One way of scaling the Po is to divide the by area of responsibility. i.e. one person (or more will work closely with the customer) and one (or more) will work closely with the team. Another option is to split the work more naturally according to the product technical components. but no matter how the work is split its crucial to first achieve good communications channels between the people functioning as PO’s. Normally a PO team will much higher level of cooperation than other teams to succeed.

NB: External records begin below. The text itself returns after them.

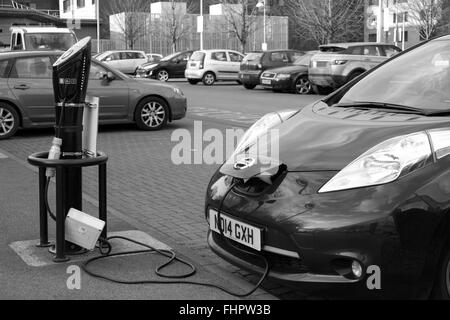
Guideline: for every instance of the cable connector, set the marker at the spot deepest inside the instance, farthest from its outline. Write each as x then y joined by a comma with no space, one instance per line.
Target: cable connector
54,154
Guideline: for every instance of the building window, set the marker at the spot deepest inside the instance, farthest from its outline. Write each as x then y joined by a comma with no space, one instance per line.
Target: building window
66,5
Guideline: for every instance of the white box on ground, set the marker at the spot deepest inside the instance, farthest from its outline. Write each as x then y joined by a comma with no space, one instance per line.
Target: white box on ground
83,229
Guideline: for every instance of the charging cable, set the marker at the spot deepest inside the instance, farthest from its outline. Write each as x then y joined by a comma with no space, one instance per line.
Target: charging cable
172,259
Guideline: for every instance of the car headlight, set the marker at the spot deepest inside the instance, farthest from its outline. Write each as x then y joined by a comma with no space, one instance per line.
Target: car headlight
283,76
178,91
384,163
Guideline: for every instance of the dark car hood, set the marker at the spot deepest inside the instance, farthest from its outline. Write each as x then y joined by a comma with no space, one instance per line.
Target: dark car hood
290,69
323,138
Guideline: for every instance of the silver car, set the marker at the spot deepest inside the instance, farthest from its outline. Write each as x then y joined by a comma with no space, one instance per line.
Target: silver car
339,63
27,98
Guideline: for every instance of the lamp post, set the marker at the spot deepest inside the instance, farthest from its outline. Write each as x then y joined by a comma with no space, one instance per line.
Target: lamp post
262,4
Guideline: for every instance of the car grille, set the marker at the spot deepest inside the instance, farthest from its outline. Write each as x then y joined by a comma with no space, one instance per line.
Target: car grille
268,75
277,262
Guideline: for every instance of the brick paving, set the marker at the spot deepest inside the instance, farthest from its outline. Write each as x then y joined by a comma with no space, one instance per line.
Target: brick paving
144,185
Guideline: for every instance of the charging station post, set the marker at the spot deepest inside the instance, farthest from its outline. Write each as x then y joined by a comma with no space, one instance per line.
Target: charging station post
67,157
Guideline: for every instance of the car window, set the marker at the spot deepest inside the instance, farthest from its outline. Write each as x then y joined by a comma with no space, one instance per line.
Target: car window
3,68
35,67
235,57
279,57
419,78
391,51
294,56
97,72
219,56
354,51
371,51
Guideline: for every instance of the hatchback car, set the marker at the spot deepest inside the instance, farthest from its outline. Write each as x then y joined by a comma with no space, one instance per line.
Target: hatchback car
125,61
27,98
359,183
255,63
292,78
170,67
340,63
210,66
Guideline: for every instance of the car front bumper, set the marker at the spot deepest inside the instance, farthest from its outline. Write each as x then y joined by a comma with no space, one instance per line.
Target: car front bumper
250,77
328,232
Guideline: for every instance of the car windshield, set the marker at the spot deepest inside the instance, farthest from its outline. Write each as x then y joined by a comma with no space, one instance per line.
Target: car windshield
419,79
49,41
304,60
170,57
253,57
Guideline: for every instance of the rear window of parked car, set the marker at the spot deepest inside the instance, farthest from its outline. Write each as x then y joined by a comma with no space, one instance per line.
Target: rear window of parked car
34,68
198,56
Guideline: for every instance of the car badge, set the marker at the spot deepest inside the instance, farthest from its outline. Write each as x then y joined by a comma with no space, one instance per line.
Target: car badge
245,164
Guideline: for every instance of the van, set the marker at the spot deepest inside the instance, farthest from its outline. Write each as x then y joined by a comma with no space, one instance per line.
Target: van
42,38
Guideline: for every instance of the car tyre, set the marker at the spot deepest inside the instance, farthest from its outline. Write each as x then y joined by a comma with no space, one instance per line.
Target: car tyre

another tip for scaling the PO role is to adhere to agile values, i.e. always inspect how the team of PO function and to improve. It is also possible to use a modified scrum process in order to manage the work inside the PO’s team.
When not to Scale
but the most important tip of this session was when to chose not to scale. Sometime organizations are scaling the PO not because they actually need to, but because there's an underlying dysfunction which was not recognized. for example I've seen a PO which spent so much time in customer relations, that he didn’t have time to help the development team. naturally the team complained, and suggested to add more personal to the PO. Only after sitting with the PO and raising the team issues, did we realize that the PO did have time but he didn’t fully understands what was required of him.
So before scaling, take a good look, maybe scaling i not the answer. maybe just maybe there’s a better alternative.